Workplace sexual harassment
Workplace sexual harassment is prevalent and pervasive. Every year we deliver client-centred, trauma informed support to people (disproportionately, women) who have been sexually harassed at work.
Across 2024, we obtained $675,500 for 14 clients in sexual harassment cases. That’s an average of over $48,000 in each case, which is around double the value of the outcomes which we were obtaining for clients just 5 years ago. Three of our settlements were for six-figure sums. A further 18 sexual harassment complaints are active as we reach the end of the year.
All of our resolutions were achieved through conciliation or negotiation, backed up by the very real threat that our pro bono representation would take our clients through to a Court hearing and judgment if necessary.
Our clients were harassed at work across a range of industries – in cafés, pubs, fast food restaurants and fancy hotels; in retail; in finance; in aged and disability care; in hairdressing; in real estate; in transport and in agriculture.
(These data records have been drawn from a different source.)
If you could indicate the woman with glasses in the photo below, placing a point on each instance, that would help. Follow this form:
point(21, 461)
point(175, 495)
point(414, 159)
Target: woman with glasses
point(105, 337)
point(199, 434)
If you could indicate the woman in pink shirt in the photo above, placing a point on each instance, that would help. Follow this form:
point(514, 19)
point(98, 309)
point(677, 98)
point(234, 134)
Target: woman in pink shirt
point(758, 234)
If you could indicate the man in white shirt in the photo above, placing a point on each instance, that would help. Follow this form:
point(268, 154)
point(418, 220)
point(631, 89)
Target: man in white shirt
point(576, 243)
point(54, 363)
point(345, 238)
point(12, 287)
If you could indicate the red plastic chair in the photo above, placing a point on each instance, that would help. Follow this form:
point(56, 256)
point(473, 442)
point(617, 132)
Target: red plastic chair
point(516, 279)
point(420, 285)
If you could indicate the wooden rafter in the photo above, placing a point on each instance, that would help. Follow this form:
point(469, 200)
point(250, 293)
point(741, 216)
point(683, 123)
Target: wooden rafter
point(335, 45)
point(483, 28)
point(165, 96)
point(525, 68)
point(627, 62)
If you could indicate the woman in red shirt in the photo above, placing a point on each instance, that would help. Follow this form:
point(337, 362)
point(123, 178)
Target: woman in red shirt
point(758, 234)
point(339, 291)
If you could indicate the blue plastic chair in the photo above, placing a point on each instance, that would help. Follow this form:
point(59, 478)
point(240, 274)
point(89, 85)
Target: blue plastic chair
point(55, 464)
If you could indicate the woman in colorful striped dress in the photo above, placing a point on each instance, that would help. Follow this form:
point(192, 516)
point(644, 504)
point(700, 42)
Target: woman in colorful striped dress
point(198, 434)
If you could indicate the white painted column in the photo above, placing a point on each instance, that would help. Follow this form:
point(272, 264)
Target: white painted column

Some were teenagers, some were parents. Some put up with unwelcome sexual comments, some were touched or squeezed or slapped while they worked. Four were sexually assaulted at or after work events. All of them felt embarrassed, humiliated and violated.
The common factors in each matter was an abuse of power and the harasser’s lack of fear of any consequences due to employers who took little responsibility and had failed to implement effective training and a real workplace policy with teeth.
Sexual harassment law has become more complicated, with a new (and untested) legislated positive duty on employers to take steps to eliminate harassment, potential paths through multiple jurisdictions to choose from, and decisions of real consequence to be made by each complainant about whether a faster process containing the possibility of civil penalties under the Fair Work Act works better than a slower process with a new (untested) costs regime under the Sex Discrimination Act. The nature of conciliation is changing and more and more respondents are “lawyering up”.
It is essential that the expanded rights made available recently as a consequence of the Respect at Work reforms are available to people who have been harassed, through potential complainants having access to informed legal advice and representation. We see our pro bono sexual harassment work as some of the most important and consequential work which we conduct. We know it makes a difference – one of our clients described our representation this year as “an absolute godsend".